Y agrega: “De ahí en adelante mi paso por la escuela fue de lo peor”.

En su casa, mientras él en la escuela no lograba concentrarse porque extrañaba a su padre, su madre decidió juntarse con otro hombre que trabajaba en el Mercado Modelo. Ahora había un ingreso fijo en su casa. Pero los vicios volvieron a azotar a una familia que ya estaba en ruinas. “Ahí pasamos a otro infierno: al infierno del alcohol y de la violencia doméstica. Mi madre pasó las mil y una.
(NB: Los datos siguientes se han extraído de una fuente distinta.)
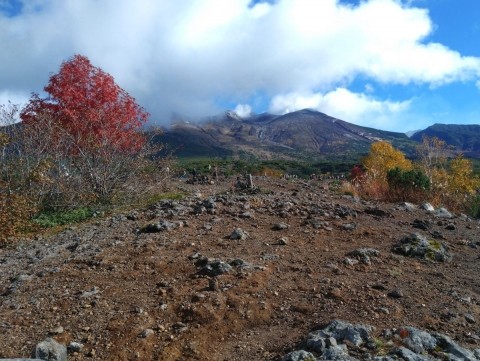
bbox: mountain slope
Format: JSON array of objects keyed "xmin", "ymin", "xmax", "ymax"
[
  {"xmin": 412, "ymin": 124, "xmax": 480, "ymax": 158},
  {"xmin": 156, "ymin": 109, "xmax": 413, "ymax": 159}
]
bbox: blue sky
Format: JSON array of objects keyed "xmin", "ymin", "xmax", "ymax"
[{"xmin": 0, "ymin": 0, "xmax": 480, "ymax": 131}]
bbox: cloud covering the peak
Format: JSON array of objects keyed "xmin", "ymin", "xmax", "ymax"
[{"xmin": 0, "ymin": 0, "xmax": 480, "ymax": 128}]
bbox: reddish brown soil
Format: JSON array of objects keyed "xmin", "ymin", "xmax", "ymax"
[{"xmin": 0, "ymin": 179, "xmax": 480, "ymax": 361}]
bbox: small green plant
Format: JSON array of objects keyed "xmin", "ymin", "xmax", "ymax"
[
  {"xmin": 470, "ymin": 195, "xmax": 480, "ymax": 218},
  {"xmin": 33, "ymin": 208, "xmax": 95, "ymax": 228},
  {"xmin": 145, "ymin": 192, "xmax": 185, "ymax": 205}
]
Ella hizo todo lo que pudo para sacarnos adelante y alimentarnos", asegura.

Luis Silvera, el de ahora, con 37 años, casado, con dos hijos y una sonrisa fácil, cuenta cada detalle de un tiempo que lo marcó para siempre. Dice que un día su padrastro desfiguró a su madre, narra la noche en que llegó borracho y tiró toda la comida porque no le gustaba, cuenta de sus reacciones como niño y de cómo quería que todo cambie de una vez.  

“¡Con todo eso había que ir a la escuela! Y te podés imaginar: así es imposible rendir. Porque estás luchando porque tu padre te dejó, porque pasaste muchísima hambre y después te encontrás con un tipo que te llena la panza pero estás viendo como tortura a tu madre. Había que estar ahí. Yo no tenía interés ninguno. Yo lo único que quería era crecer y poder hacerme cargo yo de la situación, nada más”, rememora.

Así fue como a los 12 años dejó la escuela, en sexto año, porque para él era “como una cárcel” y comenzó a trabajar como caddie en el club de golf de Punta Carretas. A partir de los 14, se iba todos los años a Portezuelo (Maldonado) para hacer la temporada en el golf del Club del Lago. Pero en él había un peso de que algo le faltaba. Sabía que tenía que terminar la escuela.  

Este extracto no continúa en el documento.